Ali
dir. Michael Mann
Now playing at various theaters.

Many years ago, a good friend, who got me loaded on his special brownies, told me the story behind Carl Orff's florid opera Carmina Burana. Apparently, a group of wine-drinking medieval monks wrote the music at registers that were forbidden in Christendom because they were considered to be satanic. The music was hidden in a monastery for many centuries and rediscovered by a secular era that found its dark majesty entertaining and theatrical.

Whether all of this is true or not does not matter. What is useful to the purposes of this review is the notion that certain registers correspond with specific modes of existence.

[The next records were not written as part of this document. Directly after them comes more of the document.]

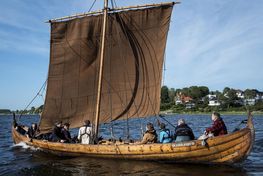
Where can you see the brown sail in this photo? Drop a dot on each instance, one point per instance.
(131, 81)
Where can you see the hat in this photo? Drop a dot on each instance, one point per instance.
(59, 122)
(162, 126)
(66, 124)
(150, 126)
(181, 121)
(87, 122)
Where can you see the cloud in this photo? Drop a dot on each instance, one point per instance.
(213, 43)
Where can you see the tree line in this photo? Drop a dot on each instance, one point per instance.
(199, 99)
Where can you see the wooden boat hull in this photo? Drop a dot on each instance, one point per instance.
(226, 149)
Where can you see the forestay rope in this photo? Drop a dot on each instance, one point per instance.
(39, 93)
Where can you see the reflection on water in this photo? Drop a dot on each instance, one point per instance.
(21, 160)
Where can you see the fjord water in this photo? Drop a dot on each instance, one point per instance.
(23, 160)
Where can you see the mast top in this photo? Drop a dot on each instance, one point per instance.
(98, 12)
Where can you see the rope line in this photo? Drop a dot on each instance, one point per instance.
(38, 94)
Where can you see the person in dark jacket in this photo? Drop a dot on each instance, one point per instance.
(150, 136)
(56, 133)
(66, 137)
(165, 136)
(183, 132)
(32, 131)
(218, 127)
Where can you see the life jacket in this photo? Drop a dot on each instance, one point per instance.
(167, 131)
(85, 132)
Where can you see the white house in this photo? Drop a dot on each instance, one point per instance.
(240, 94)
(250, 102)
(214, 103)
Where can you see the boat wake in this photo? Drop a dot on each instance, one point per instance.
(24, 146)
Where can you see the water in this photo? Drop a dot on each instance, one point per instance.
(23, 160)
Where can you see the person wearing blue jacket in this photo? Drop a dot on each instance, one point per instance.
(165, 136)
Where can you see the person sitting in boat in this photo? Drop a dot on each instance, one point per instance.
(56, 133)
(32, 131)
(150, 136)
(183, 132)
(165, 136)
(218, 127)
(85, 133)
(66, 137)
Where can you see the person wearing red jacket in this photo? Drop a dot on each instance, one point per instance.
(218, 127)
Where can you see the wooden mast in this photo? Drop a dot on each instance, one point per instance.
(102, 54)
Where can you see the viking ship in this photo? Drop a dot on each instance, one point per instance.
(106, 66)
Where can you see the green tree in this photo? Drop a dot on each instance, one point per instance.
(225, 91)
(165, 95)
(250, 93)
(204, 91)
(172, 95)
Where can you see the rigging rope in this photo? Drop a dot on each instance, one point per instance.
(92, 6)
(38, 94)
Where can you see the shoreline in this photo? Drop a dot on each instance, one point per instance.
(169, 112)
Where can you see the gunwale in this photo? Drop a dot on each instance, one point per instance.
(227, 149)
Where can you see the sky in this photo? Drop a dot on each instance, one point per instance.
(215, 43)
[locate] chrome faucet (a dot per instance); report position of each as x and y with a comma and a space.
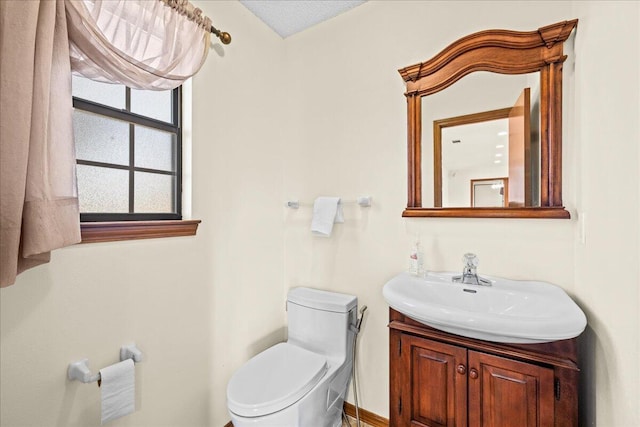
469, 272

For example, some registers capture the small but charmed world of a man who repairs leather shoes. Others, the red and blue world of a lap dancer. And then there are registers that mirror the brilliance of a man who is considered to be The Greatest.

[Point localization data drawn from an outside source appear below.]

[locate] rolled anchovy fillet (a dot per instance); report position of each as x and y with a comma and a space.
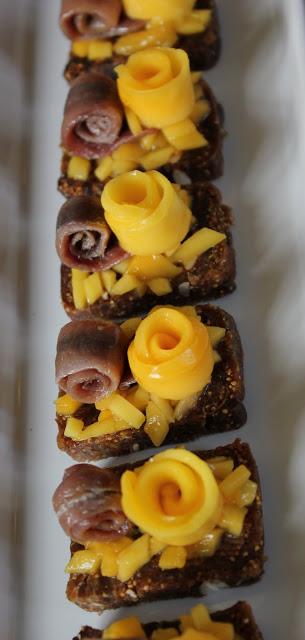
85, 19
83, 238
90, 359
88, 505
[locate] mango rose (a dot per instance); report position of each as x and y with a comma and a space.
174, 497
140, 209
162, 9
156, 85
171, 354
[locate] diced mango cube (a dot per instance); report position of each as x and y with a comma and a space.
149, 267
127, 283
232, 519
200, 242
66, 406
104, 168
130, 326
156, 426
133, 122
130, 151
109, 566
133, 558
83, 562
155, 159
99, 50
93, 288
216, 334
78, 168
221, 467
125, 410
125, 628
160, 286
80, 48
234, 481
109, 279
173, 558
200, 617
74, 428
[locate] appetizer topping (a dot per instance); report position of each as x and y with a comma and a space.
171, 354
180, 506
140, 208
95, 18
156, 85
83, 238
88, 505
90, 359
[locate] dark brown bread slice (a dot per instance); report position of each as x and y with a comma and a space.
203, 164
240, 616
219, 408
203, 49
212, 276
237, 561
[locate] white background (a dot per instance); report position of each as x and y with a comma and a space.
261, 82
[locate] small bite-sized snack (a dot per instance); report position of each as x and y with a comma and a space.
167, 527
155, 115
150, 241
110, 30
234, 623
170, 377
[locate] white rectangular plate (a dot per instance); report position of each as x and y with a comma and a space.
261, 83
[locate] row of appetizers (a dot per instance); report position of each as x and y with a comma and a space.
143, 231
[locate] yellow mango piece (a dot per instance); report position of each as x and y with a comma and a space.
184, 135
99, 50
78, 168
200, 617
130, 560
156, 426
83, 562
201, 109
125, 284
125, 410
186, 622
149, 267
109, 566
234, 481
131, 151
221, 467
93, 288
156, 546
245, 495
173, 558
80, 48
160, 286
197, 244
159, 35
109, 279
104, 168
74, 428
139, 398
232, 519
133, 122
155, 159
164, 634
125, 628
78, 279
216, 334
130, 326
66, 406
123, 166
122, 267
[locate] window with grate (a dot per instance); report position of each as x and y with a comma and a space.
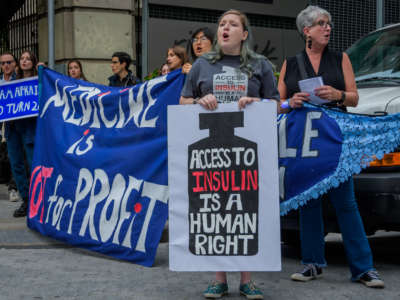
211, 16
392, 11
21, 32
352, 18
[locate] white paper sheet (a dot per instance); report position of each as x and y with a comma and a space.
309, 85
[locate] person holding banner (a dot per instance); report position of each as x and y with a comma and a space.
20, 135
231, 72
339, 90
75, 70
8, 65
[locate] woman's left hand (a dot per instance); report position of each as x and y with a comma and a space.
328, 93
186, 68
247, 100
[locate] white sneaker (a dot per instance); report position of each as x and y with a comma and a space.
14, 196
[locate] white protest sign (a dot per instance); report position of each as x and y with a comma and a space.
224, 188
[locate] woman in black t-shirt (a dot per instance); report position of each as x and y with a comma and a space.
340, 90
231, 72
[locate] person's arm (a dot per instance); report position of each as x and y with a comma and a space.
348, 97
268, 87
296, 101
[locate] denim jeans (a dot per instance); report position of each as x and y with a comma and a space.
355, 240
20, 136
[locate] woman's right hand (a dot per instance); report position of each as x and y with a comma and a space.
297, 100
208, 102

As a filmmaker, Michael Mann only deals with registers that correspond with great men. In Heat (1995), he transformed a standard jaded cops vs. honorable robber narrative into a duel between deities, whose bodies and gestures formed the essential shapes of good and evil. Al Pacino (the good form) and Robert De Niro (the bad form) negotiated Mann's Olympian realm like Gods. Pacino played a God again in The Insider, a God taking pity on a mere mortal (Russell Crowe).

So it is not surprising that Mann's new film is the story of an American God who is known simply and purely as The Greatest. Will Smith plays Muhammad Ali, and he is supported by half of black Hollywood: Jamie Foxx, Mario Van Peebles, Jeffrey Wright, Giancarlo Esposito, Jada Pinkett Smith, Joe Morton, and an uncredited--but always beautiful--Aunjanue Ellis, who plays Malcolm X's wife. Even Roots' (the Eden of black Hollywood) Kunta Kinte (LeVar Burton) makes an appearance in Ali as Martin Luther King Jr.

The movie opens with a montage of two great men doing great things. On one side, we have Muhammad Ali preparing for a championship fight. On the other, we have the great Sam Cooke singing a slow jam with the kind of despair and joy one finds on the masks for a Greek tragedy. Though Cooke's song is entirely secular, it draws deeply from the spiritual currents of gospel music.

The introspective registers of gospel music establish the mood of Ali. Indeed, Mann turns to what can only be called "the Negro spiritual" (meaning, the deep South, with its levees, cotton fields, weeping willows, dreams of freedom) to give expression to the essence of black greatness: Muhammad Ali. The story of Ali (from poverty to fame to immortality) is not told as a sweeping narrative, but as a series of self-contained episodes. Here we have Ali slow dancing with his first wife, Sonji Roi; then we have Ali dealing with Malcolm X's fall from grace; next is Ali's confrontation with the U.S. government and its war in Vietnam; and finally Ali in glorious Africa. In between these episodes are long reenactments of the championship fights that made his career.

As for Will Smith playing Ali? There is not one moment when you think that he is Ali in the way you are completely convinced that Jon Voight is Howard Cosell. Will Smith is always Will Smith. And as the film progresses, it becomes clear that it is not so much a film about Ali but a narrative vehicle employed to express Will Smith's greatness. No other black biography in the world, except the biography of The Greatest, could adequately express Will Smith's spectacular rise from second-rate rapper to A-list Hollywood star to the brink of eternity.

There is a scene late in the movie that seems to say it all. Will Smith is jogging through an African "location" (or "ghetto" in American terms), followed by a chanting pack of what the poet Ezra Pound once described as "the filthy, sturdy, unkillable infants of the very poor." Will Smith makes a turn and finds, drawn on a dirty tenement wall, images of a giant black man in different fighting scenarios: fighting in the boxing ring, fighting against the Vietnam War, and so on. What's significant about these images is their lack of perspective, depth, dialectics. They are primitive images of greatness.

This is the way Gods should be portrayed--as flat. To give depth is to infer that there is something else beyond the simple fact of their greatness. The way Will Smith marvels at the images on the wall (the image of a God) is the way we are meant to appreciate this movie about his own greatness.

We are amazed at Will Smith's audacity, and even more amazed that, despite his blatant self-worshipping, Ali is not a bad film.